New Face Recognition System Based on DCT Pyramid and Backpropagation Neural Network
DOI:
https://doi.org/10.5755/j02.eie.35897Keywords:
Artificial neural networks, Discrete cosine transforms, Face recognition, Feature extraction, Statistical learningAbstract
Face recognition has emerged as a prominent biometric identification technique with applications ranging from security to human-computer interaction. This paper proposes a new face recognition system by appropriately combining techniques for improved accuracy. Specifically, it incorporates a discrete cosine transform (DCT) pyramid for feature extraction, statistical measures for dimensionality reduction of the features, and a two-layer backpropagation neural network for classification. The DCT pyramid is used to effectively capture both low- and high-frequency information from face images to improve the ability of the system to recognise faces accurately. Meanwhile, the introduction of statistical measures for dimensionality reduction helps in decreasing the computational complexity and provides better discrimination, leading to more efficient processing.

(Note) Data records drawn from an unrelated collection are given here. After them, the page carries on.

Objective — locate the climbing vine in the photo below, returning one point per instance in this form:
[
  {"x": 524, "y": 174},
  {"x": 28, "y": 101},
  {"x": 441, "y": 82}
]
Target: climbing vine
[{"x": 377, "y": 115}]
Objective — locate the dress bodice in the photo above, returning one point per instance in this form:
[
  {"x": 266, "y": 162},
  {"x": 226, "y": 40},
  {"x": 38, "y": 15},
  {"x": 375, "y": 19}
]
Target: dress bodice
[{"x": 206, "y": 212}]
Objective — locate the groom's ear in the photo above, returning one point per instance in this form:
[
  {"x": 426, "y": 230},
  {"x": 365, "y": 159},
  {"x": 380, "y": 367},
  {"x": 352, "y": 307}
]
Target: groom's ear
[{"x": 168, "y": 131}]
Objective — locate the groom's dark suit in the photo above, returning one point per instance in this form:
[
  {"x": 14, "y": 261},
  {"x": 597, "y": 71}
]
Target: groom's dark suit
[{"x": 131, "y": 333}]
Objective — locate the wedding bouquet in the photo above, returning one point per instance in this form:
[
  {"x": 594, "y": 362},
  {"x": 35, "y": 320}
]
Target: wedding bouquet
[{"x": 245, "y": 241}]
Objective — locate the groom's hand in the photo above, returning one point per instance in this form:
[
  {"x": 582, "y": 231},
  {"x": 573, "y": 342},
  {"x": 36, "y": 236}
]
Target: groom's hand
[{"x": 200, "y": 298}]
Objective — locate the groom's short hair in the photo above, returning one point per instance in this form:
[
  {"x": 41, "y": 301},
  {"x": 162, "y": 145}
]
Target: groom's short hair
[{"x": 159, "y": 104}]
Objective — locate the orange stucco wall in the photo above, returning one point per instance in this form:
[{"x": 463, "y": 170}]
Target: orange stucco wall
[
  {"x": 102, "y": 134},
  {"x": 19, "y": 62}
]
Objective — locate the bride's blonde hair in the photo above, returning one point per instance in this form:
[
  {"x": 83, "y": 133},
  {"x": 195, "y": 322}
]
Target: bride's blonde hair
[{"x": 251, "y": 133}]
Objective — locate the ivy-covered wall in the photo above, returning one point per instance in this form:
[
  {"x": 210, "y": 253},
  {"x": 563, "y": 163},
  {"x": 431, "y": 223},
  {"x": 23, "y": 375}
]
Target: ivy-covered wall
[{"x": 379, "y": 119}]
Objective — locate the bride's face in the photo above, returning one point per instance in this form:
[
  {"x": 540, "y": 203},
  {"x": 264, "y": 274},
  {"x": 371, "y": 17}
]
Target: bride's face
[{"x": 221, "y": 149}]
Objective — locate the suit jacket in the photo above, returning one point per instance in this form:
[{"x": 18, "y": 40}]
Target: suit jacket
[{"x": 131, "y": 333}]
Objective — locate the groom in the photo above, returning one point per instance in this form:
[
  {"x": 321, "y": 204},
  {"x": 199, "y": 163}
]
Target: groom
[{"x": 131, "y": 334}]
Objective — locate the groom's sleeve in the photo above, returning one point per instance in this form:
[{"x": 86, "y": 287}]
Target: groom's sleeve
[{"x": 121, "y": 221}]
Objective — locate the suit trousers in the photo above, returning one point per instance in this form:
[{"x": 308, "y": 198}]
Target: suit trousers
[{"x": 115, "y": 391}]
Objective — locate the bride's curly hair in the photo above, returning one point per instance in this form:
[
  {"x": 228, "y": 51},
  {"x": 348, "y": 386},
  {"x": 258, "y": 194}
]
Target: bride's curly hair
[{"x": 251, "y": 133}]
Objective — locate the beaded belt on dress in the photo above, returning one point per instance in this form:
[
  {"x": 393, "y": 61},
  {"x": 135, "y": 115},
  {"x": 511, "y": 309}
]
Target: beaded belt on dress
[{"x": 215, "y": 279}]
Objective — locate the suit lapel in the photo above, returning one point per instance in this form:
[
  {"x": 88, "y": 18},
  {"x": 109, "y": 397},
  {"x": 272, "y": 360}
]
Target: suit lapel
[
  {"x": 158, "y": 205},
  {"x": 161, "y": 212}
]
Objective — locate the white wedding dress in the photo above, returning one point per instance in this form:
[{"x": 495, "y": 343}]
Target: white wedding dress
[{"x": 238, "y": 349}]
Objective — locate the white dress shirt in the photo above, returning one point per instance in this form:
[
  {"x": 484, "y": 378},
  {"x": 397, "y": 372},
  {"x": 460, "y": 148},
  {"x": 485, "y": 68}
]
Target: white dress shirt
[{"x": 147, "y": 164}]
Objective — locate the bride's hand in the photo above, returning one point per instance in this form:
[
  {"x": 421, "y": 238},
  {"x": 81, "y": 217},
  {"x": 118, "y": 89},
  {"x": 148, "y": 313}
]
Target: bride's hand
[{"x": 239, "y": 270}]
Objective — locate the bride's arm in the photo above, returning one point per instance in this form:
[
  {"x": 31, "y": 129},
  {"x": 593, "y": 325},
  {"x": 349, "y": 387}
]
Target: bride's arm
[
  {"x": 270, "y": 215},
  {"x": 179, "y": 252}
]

Moreover, the two-layer neural network introduced, which plays a vital role in efficiently handling complex patterns, further enhances the recognition capabilities of the system. As a result of these advancements, the system achieves an outstanding 99 % recognition rate on the Olivetti Research Laboratory (ORL) data set, 98.88 % on YALE, and 99.16 % on AR. This performance demonstrates the robustness and potential of the proposed system for real-world applications in face recognition.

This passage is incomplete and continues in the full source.